Ariel Pink lui dédie son nouvel album, mais qui est Bobby Jameson ?

  • « Dedicated To Bobby Jameson », le nouvel album d’Ariel Pink n’est pas seulement un grand disque de pop tordue. C’est aussi un hommage clairement revendiqué au songwriter californien Bobby Jameson, génie oublié des années 1960. Portrait.

    Time To Meet Your God. Quand on connaît l’esprit foldingue d’Ariel Pink, difficile de savoir si le titre de ce morceau fait référence à lui-même, à Jésus ou à Bobby Jameson. Le nom de son dernier album, le neuvième, est peut-être un indice : « Dedicated To Bobby Jameson » est en effet nommé ainsi en référence à un singer-songwriter des années 1960, élevé à Los Angeles, biberonné aux rêves étoilés inhérents à la Cité des Anges et dépossédé de tout après seulement quelques années de carrière.

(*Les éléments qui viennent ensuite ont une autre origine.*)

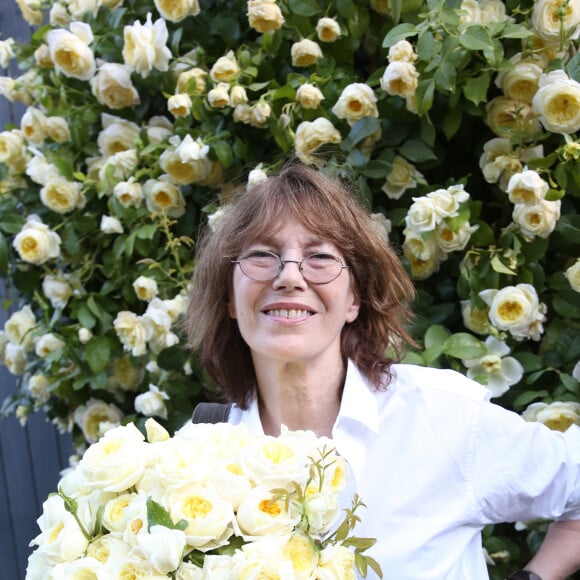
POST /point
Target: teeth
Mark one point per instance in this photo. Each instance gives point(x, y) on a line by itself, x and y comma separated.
point(292, 313)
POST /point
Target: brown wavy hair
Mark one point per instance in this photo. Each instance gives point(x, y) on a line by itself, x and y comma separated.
point(324, 206)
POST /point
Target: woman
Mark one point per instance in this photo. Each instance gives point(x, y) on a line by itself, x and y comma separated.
point(296, 299)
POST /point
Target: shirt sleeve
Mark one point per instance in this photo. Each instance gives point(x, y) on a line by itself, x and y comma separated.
point(523, 470)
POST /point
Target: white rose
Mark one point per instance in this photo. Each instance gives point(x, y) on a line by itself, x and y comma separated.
point(129, 193)
point(62, 196)
point(356, 101)
point(176, 11)
point(90, 416)
point(305, 53)
point(111, 225)
point(132, 332)
point(112, 86)
point(557, 101)
point(144, 46)
point(400, 79)
point(36, 243)
point(264, 15)
point(225, 69)
point(309, 96)
point(20, 326)
point(61, 538)
point(70, 51)
point(327, 29)
point(117, 461)
point(573, 275)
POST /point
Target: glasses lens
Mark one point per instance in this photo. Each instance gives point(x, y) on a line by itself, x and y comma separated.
point(260, 265)
point(321, 268)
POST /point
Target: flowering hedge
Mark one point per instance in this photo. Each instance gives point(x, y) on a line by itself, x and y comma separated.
point(456, 122)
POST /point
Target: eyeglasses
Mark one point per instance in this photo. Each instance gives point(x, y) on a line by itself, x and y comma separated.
point(263, 266)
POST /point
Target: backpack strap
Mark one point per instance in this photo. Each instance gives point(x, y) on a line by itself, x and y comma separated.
point(211, 413)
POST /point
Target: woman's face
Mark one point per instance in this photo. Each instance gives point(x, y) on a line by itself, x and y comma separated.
point(288, 319)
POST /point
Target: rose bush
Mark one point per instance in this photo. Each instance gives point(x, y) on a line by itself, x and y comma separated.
point(455, 121)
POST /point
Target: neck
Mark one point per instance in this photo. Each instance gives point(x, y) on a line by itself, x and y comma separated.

    Like a hobo. Né en 1945 dans l’Illinois, Bobby Jameson voit son destin basculer lorsqu’il s’installe en Californie au début des années 1960 : ce jeune hippie publie alors son premier 45 tours (Let’s Surf) et fait la rencontre d’un certain Tony Alamo qui devient rapidement son manager. Problème : le mec, évangéliste convaincu, est sur le point d’être condamné à 175 ans de prison pour abus sexuel sur mineur… Pas du tout au fait de cette histoire, Bobby Jameson continue de lui faire confiance. Tout comme il fait confiance en 1965 à Mira Records, qui lui donne alors deux semaines pour réécrire et réenregistrer les chansons de « Songs Of Protest and Anti-Protest », un disque laissé à l’abandon par un certain Chris Ducy. Bonne poire, Bobby Jameson accepte la mission, mais aussi le changement de patronyme (le disque est crédité à Chris Lucey) et cette étrange pochette avec Brian Jones des Rolling Stones en gros plan.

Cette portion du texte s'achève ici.